Helping Your Clients Overcome OCD

Helping Your Clients Overcome OCD

Obsessive Compulsive Disorder (OCD) is a chronic mental illness, marked by an uncontrollable and nagging urge to perform an action, make a certain sound, or even revisit a certain thought.  While living with OCD can be debilitating, there are treatments which can help.  This post explores some of the top considerations for your clients.

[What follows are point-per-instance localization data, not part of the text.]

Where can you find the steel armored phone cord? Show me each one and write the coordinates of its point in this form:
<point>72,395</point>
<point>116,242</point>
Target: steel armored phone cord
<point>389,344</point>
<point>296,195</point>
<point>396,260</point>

Credit:  This post is inspired by this article on BeindOCD.org from Dr. Fred Penzel, an excellent resource for those living with OCD.

 

1. OCD's Main Feature is Doubt

We do not presently know why, but feelings of doubt are hallmarks of the disorder.  In fact, OCD was once referred to as "the doubting disease."  Patients suffer from intense doubt about their perceptions, whether their actions affect the world around them, and even their own memories.  This is what leads them to check and re-check light switches, ovens, locks, etc.  It is what leads them to believe irrational fears that if they do not perform a ritual, strangers or loved ones will suffer in some way.

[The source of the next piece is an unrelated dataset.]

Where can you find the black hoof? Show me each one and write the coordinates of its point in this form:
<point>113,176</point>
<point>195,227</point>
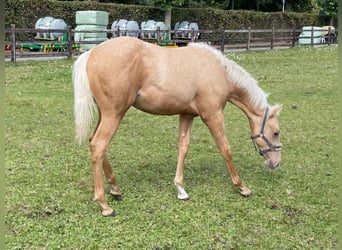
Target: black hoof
<point>117,197</point>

Once once sufferers accept the futility of this doubt can they begin to make progress.

 

2. Patients Can Resist Performing A Compulsion, But Not The Thought Behind It

These compulsions to perform rituals, sounds, etc., can to some degree be controlled.  However, clients must realize and accept that the urge to "compulse" is chemically generated in the brain, and ignoring or resisting the thought itself is not possible. Instead, your clients should understand that their fears, doubts, etc, must be confronted.

 

3. Cognitive/Behavioral Therapy is an Essential Treatment for OCD

Research has found that since OCD contains non-psychological components, ordinary talk therapy may not be completely effective at relieving the symptoms of OCD.  Instead, the most effective treatment is thought to be "Exposure & Response Prevention" or E&RP.

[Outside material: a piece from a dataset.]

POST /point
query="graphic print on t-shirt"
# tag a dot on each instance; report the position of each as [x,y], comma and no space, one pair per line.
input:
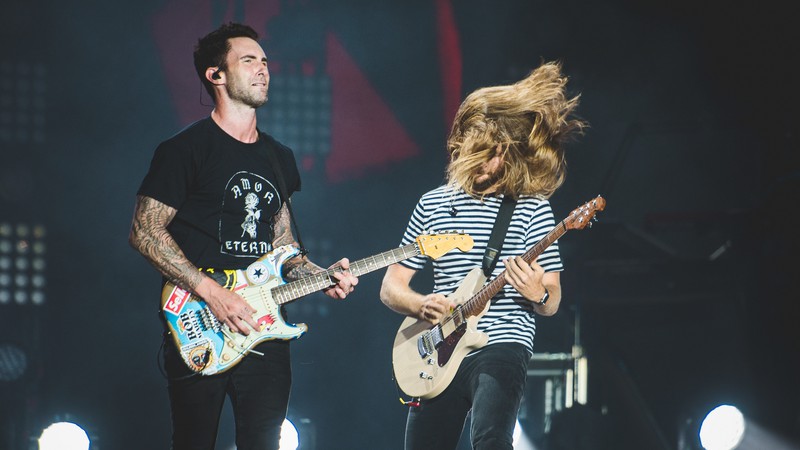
[248,198]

E&RP consists of confronting fearful thoughts, situations, and other anxiety-causing stimuli in a controlled environment, and in small doses.  The objective is to sit with the resulting anxiety until it passes, so that the patient learns there is an end to the anxiety, and they need not fear it, and they need not entertain their compulsion to neutralize it.  Repeated sessions of E&RP will lesson the impact that causes the underlying anxiety which is thought to be the source of the OCD compulsions.

 

4. Recovery Takes Time

Clients understandably want to rid themselves of their OCD as quickly as possible, but they need to be counseled that the process can take time.  Some experts believe that average symptoms may take months or up to a year to be resolved.  This is especially true if the underlying cause of the anxiety which triggers the episodes of OCD is persistent in the client's life.

However long it takes, the client should understand that there is no such thing as "partially recovered."  If they cease their efforts once symptoms have lessened, they are more likely to relapse down the road.